Wednesday, September 13, 2017
Being Thai is Not Enough To Challenge Asia's Best
That Thailand have been the preeminent force in South East Asian football for the best part of two decades is indisputable. Since 1996 they have won the ASEAN Football Federation Cup five times and triumphed in the SEA Games in 11 out of 13 competitions since 1993. When it comes to regional bagging rights the War Elephants fear no foe.
Ever since the days of the dream team at the Hiroshima Asian Games in 1994 when the likes of Zico and Tawan first made their impact on the region the Thais have been a conveyor belt of talent with players like Datsakorn, Theerathep, Kawin, Theerathon, Teerasil and Chanathip almost effortlessly making headlines around the region. The English football media like to croon about the likes of Rooney, Lampard and Gerrard; how would they react to almost 20 years of top players following one after another like we have seen in Thailand?
Sadly for the Thais being such big fish in a small puddle does not translate into success beyond the borders of ASEAN. Yes, they were able to escape their World Cup 2018 qualifying group along with Iraq but they received some help along the way with Indonesia being kicked out and Chinese Taipei being so hapless. Against strong opposition, Iraq, they could only draw both times. But enough was done against their rivals, also including Vietnam, they finished top of the group and guaranteed themselves a pop against some of Asia's real big boys.
Japan, Saudi Arabia, Iraq (again), Australia and the United Arab Emirates. Not an easy group for the best team in ASEAN, in fact not an easy group for many nations around the world and so it was to prove with the Thais picking up just two points, from draws against Australia and UAE, and losing the rest including heavy defeats away to Iraq and Japan. Eight defeats from their 10 Round Three games, six goals scored. When Thailand escaped the comforts and familiarity of their ASEAN puddle and swam with the big fish they became mere morsels for the true Asian predators.

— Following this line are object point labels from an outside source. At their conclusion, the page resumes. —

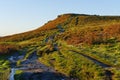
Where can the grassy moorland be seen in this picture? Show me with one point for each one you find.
(73, 44)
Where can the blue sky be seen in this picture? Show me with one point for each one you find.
(18, 16)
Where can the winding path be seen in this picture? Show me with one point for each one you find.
(12, 74)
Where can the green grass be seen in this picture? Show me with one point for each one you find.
(73, 65)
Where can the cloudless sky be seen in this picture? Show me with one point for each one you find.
(18, 16)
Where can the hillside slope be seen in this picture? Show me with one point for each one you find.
(79, 46)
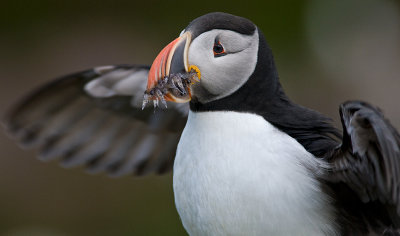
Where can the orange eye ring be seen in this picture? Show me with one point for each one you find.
(218, 49)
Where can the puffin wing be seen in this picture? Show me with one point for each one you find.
(95, 118)
(368, 161)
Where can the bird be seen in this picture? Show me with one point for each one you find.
(246, 160)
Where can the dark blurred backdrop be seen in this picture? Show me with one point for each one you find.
(326, 52)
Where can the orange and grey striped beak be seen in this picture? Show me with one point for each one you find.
(173, 59)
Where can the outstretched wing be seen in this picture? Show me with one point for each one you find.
(368, 161)
(95, 118)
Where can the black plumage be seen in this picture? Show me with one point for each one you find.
(66, 121)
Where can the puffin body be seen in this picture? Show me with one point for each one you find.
(249, 160)
(244, 176)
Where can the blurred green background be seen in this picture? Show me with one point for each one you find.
(326, 52)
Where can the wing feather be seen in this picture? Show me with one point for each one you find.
(94, 118)
(368, 161)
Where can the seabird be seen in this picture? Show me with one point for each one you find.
(246, 160)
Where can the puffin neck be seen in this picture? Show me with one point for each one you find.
(263, 95)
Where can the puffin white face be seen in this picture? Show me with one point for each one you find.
(219, 49)
(226, 60)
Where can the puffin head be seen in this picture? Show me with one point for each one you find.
(222, 48)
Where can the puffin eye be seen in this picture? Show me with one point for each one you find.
(218, 49)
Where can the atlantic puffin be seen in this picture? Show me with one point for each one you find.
(246, 160)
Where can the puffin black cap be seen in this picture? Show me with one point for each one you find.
(220, 20)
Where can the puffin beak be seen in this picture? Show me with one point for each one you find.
(172, 62)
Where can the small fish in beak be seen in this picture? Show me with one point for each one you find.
(175, 87)
(170, 76)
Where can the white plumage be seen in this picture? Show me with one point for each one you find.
(236, 174)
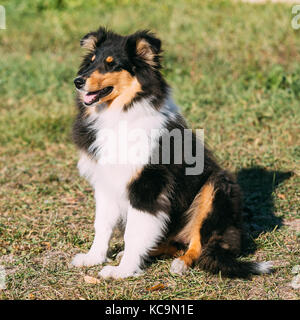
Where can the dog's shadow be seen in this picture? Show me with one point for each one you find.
(258, 185)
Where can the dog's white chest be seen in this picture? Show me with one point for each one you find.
(123, 146)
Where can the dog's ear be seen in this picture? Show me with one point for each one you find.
(145, 46)
(90, 40)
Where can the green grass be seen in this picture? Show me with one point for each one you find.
(234, 69)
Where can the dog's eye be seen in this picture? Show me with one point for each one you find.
(109, 59)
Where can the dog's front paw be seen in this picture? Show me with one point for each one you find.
(118, 273)
(87, 260)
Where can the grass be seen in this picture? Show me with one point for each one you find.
(234, 69)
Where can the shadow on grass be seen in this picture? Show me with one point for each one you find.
(258, 185)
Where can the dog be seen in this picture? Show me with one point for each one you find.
(164, 209)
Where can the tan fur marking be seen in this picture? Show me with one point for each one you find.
(144, 50)
(89, 43)
(109, 59)
(125, 86)
(200, 208)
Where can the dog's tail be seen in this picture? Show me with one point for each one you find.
(214, 258)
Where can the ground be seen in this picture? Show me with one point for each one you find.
(234, 70)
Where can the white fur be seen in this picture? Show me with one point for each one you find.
(110, 181)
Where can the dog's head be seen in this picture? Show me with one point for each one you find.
(119, 68)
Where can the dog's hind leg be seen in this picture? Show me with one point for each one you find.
(199, 210)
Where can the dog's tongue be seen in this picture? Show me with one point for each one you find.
(88, 98)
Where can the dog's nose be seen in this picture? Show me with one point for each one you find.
(79, 82)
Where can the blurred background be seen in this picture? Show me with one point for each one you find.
(234, 69)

The Thais weren't competing alongside the continental powerhouses, they were cannon fodder. Sad to say but for all the talent the nation has produced, and looks likely to continue to produce Thailand are no nearer becoming one of the elite football countries in Asia.
So what is holding them back? Their advantages over their ASEAN rivals are clear to see. Professionalism, diet, upper body strength and discipline set them apart from their corner cutting neighbours. There is also an element of consistency in player selection, something sadly lacking in Indonesia for example, for the national team and a strength in depth others can only drool over. The FA there regularly play host to international sides beyond the narrow parameters of ASEAN with the Kings Cup, featuring Belarus and North Korea, something their rivals do only sporadically.

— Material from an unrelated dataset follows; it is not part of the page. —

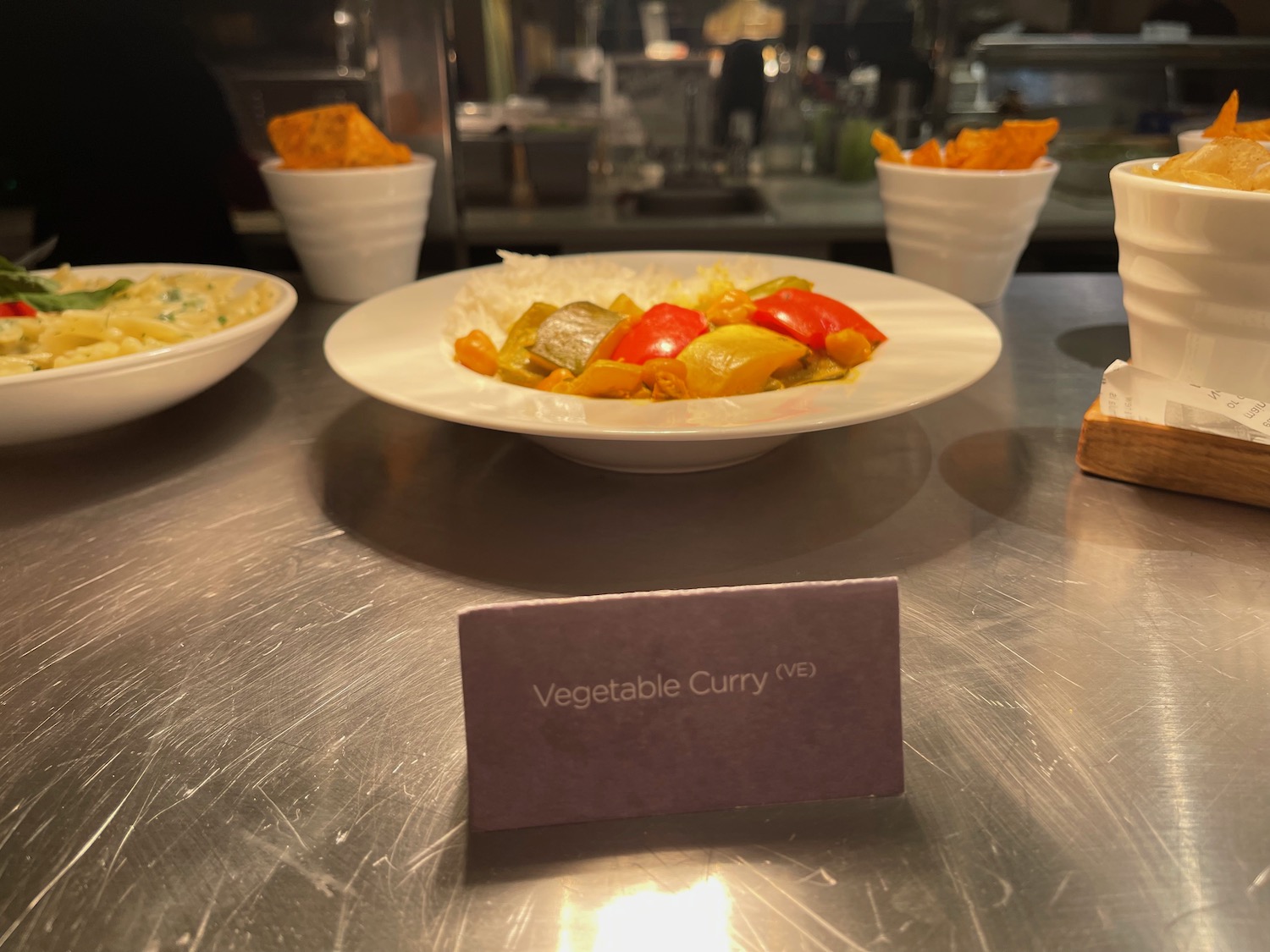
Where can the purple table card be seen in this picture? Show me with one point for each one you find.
(670, 702)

But they are not serious contenders to go into the draw for the World Cup nor the AFC Asian Cup and don't appear to be for some time to come.

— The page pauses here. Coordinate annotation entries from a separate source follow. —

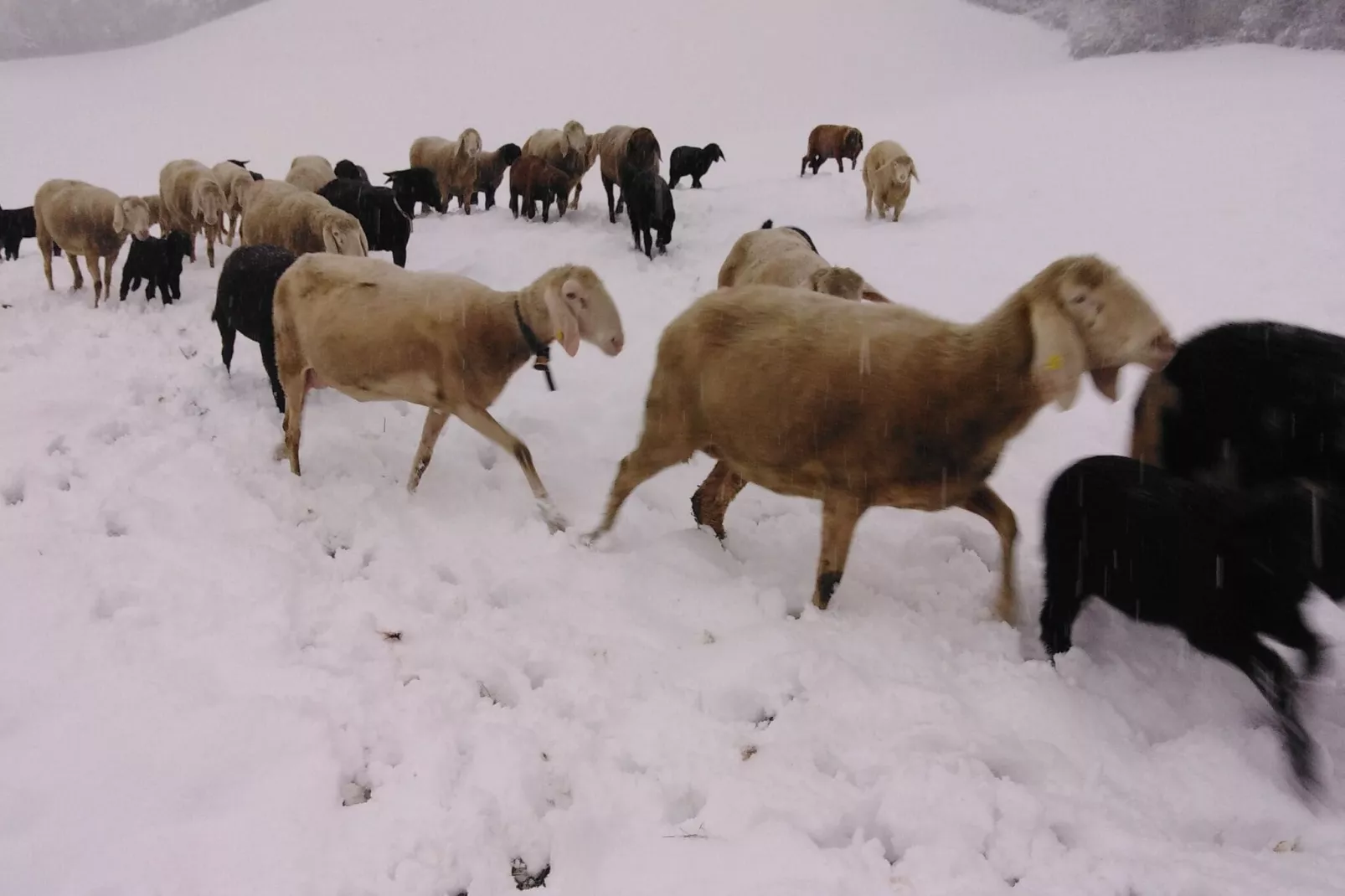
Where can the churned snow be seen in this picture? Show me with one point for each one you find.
(204, 690)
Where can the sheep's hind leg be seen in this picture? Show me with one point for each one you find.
(839, 517)
(482, 421)
(712, 498)
(435, 421)
(989, 506)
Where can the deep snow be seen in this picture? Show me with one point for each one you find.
(191, 645)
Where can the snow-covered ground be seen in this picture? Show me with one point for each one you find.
(193, 670)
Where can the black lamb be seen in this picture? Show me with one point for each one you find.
(157, 261)
(242, 304)
(348, 170)
(648, 205)
(693, 162)
(412, 186)
(1220, 565)
(1247, 403)
(386, 226)
(18, 225)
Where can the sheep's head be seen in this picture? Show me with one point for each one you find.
(1087, 317)
(342, 235)
(132, 215)
(843, 283)
(581, 308)
(508, 153)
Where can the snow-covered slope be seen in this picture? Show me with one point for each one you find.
(194, 674)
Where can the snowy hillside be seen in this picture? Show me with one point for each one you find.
(193, 642)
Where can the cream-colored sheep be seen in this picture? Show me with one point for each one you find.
(879, 405)
(379, 332)
(887, 178)
(786, 257)
(193, 202)
(286, 215)
(454, 163)
(235, 181)
(310, 173)
(86, 221)
(566, 148)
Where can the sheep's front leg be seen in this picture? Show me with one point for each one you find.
(435, 421)
(839, 516)
(481, 420)
(989, 506)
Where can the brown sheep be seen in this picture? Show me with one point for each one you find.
(193, 202)
(832, 142)
(310, 173)
(786, 257)
(235, 181)
(281, 214)
(879, 405)
(568, 148)
(454, 163)
(86, 221)
(887, 174)
(377, 332)
(534, 181)
(630, 151)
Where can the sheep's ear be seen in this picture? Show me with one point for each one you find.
(1058, 355)
(565, 323)
(873, 295)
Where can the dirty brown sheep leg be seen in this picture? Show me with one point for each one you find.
(839, 516)
(989, 506)
(713, 497)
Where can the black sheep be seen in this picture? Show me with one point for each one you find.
(648, 205)
(242, 304)
(412, 186)
(1247, 403)
(348, 170)
(693, 162)
(1220, 565)
(18, 225)
(157, 261)
(386, 226)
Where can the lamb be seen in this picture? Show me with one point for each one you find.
(18, 225)
(385, 225)
(244, 304)
(157, 261)
(650, 205)
(832, 142)
(412, 186)
(887, 175)
(193, 199)
(86, 221)
(693, 162)
(534, 181)
(454, 164)
(872, 405)
(310, 173)
(235, 181)
(626, 150)
(787, 257)
(566, 148)
(377, 332)
(281, 214)
(1245, 404)
(1223, 567)
(348, 170)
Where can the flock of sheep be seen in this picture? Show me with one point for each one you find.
(1219, 523)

I can't help think the domestic league cultureis partly to blame. Take away Buriram United and Muang Thong United with their deep pockets and you are left with a handful of clubs who can/could challenge for honours, and I'm including Bangkok Glass, Bangkok United in this category but the bulk of the teams in the top flight are there to make up the numbers and yo yo between the top two divisions. Leaders Buriram are 13 points clear of fourth place Chiang Rai United and average more than two goals a game. Many club owners lack the resources, or the will, to fully invest in their club and this is to the detriment of the league as a whole and the national team by extension.
It is all well and good the Thais opening their doors to players from the ASEAN region, a project that has yet to take off and anyway the benefits of playing for a team like Navy or Port are lost on me from a developmental point of view, but perhaps what is needed is for more players to follow in the footsteps of Chanathip and head overseas. There is little doubt the Thai Messi, what an awful nickname, will benefit from his stint with Consadole Sapparo in the way the likes of Zico, Tawan and Datsakorn did in previous years, but there needs to be more taking the plunge to learn a new culture, escape their comfort zone.
Money no doubt is one reason why players are loathe to pack their bags of course. Zico et all played in a league that was more a collection of letters, SET, BBC, KTB, RTP etc, with little passion and little money available. Football is a vastly different game than what it was a generation back. But for Thai football to go from being whipping boys to the region's powerhouses to competing on a level playing field it needs some of the current generation to forsake some khao pad gai and som tam for the good of the country.
And not just the players. When Zico was replaced as coach of the national team he spurned offers work overseas for mid table life at Port. A missed opportunity there. Where 20 years ago he was a trendsetter, a beacon for younger players following in his wake, now he succumbed to familiarity and banality by taking over a middling side with little prospect of honours beyond a good cup run.
The notion of being Thai, khwam pen Thai, which children are taught at school makes for a colourful tourist experience but it is limiting when it comes to moulding players and coaches to compete at the highest level.